Kiernan acknowledges a great deal of film and fiction as inspiration for The Red Tree in her afterword: a touch of The Blair Witch Project in her evocative choice of setting and an increasingly foreboding atmosphere sure to put you in mind of Edgar Allen Poe is the least of it. Lovecraftian monstrosities are glimpsed but never seen, Lewis Carroll is quoted repeatedly in the last act as the refreshingly middle-aged protagonist tumbles ever further down her own rabbit hole, but the tale of Sarah Crowe - an increasingly unreliable narrator as time and terror wears on the waning writer - resembles nothing so closely as Mark Z. Danielewski's incredible House of Leaves.
The Red Tree is metafiction at its finest: purportedly composed of a journal found by Crowe's long-suffering editor after the author's inexplicable disappearance, a onionskin of intertwining, even contradictory narratives soon unravel from the core of Crowe's troubled diary entries. To begin with, an introduction from her editor sets the scene for the literary equivalent of found footage in the vein of Paranormal Activity, but within the journal Crowe relates, amongst other things, a short story she may or may not have written, passages from works of fiction and fact alike, even the transcription of selected sections of a manuscript she finds in the basement of the Rhode Island cabin she has resigned herself to.
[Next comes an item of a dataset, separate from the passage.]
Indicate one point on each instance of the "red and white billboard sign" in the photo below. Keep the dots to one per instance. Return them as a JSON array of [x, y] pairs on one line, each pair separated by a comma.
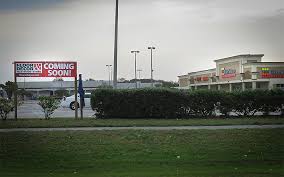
[[46, 69]]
Crowe, unlike Kiernan, is an author searching desperately for an identity. She has rented a room with a view of the titular tree about which so many horror stories are told in large part as inspiration; she comes to the great red oak in search of the voice she fears she has lost, but finds much more beneath its boughs than her muse. Kiernan, meanwhile, has rarely seemed so confident, so self-possessed, as she does wending from what amounts to a creepy tree this remarkable, bone-chilling dark fantasy.